Depending on various parameters, such as the strength of the blast and the resilience of the unmanned vehicle, it might even be able to continue performing its mission. If it is totally destroyed, a delay might be necessitated for removing the vehicle from the road.

The vehicle would be controlled by a soldier responsible for leading the entire convoy. She/He would sit in the truck behind it, and the driver of that truck would then simply follow the unmanned vehicle, which should be low enough for the convoy leader to see over it.

The technology needed to control the expendable unmanned vehicle would be primitive compared to what they are now doing at Carnegie Mellon University. Also, the vehicle should have extra wheels and axles for when the regular wheels and axles are blown off.

In case rolling over a roadside bomb is not the way to set it off, the vehicle would need to be equipped with more effective detonating means (maybe electromagnetic) that would be in operation throughout the journey.

JOHN C. SCHMERTZ
Wilkinsburg


Social Security should offer several options

For once Republican John Snow is completely honest about the Social Security mess when he writes, "Perhaps worst of all, extra dollars that are collected by Social Security while it has been solvent -- the Social Security "surplus" that you've heard about -- are spent on other government programs, not saved for future beneficiaries of Social Security!" ("Happy Birthday ... and Many More?" Puts & Calls, Business, Aug. 14).

And although I'm a Pennsylvania member of AARP, I agree that Social Security money must be taken away from Congress' reach.
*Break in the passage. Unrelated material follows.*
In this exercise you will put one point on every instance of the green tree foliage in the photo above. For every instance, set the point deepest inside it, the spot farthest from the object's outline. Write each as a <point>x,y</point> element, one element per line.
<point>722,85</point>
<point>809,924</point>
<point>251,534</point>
At least one of my sons would like to divert his Social Security money to a private account, and that should be one option allowed by any revision made to Social Security. The percentage to be diverted should be any amount up to 100 percent.

I also agree with Shane Creamer that those future retirees who want to remain in the present Social Security system should be allowed that option. Everyone can be satisfied by allowing sufficient options to cover all possible cases. I propose four options: (1) stay in the present system, (2) choose to self-manage your own private account through Scottrade or another discount brokerage, (3) choose to have a private account managed by one of the many brokerages or (4) choose to be included in the same plan as government employees and civilian employees of the U.S. government.

The fourth option is known as the Thrift Savings Plan, and it is managed by the Federal Retirement Thrift Investment Board. There are five funds available through this plan. A retiree under Social Security should be able to choose any of the five funds and switch at the same intervals available to government employees.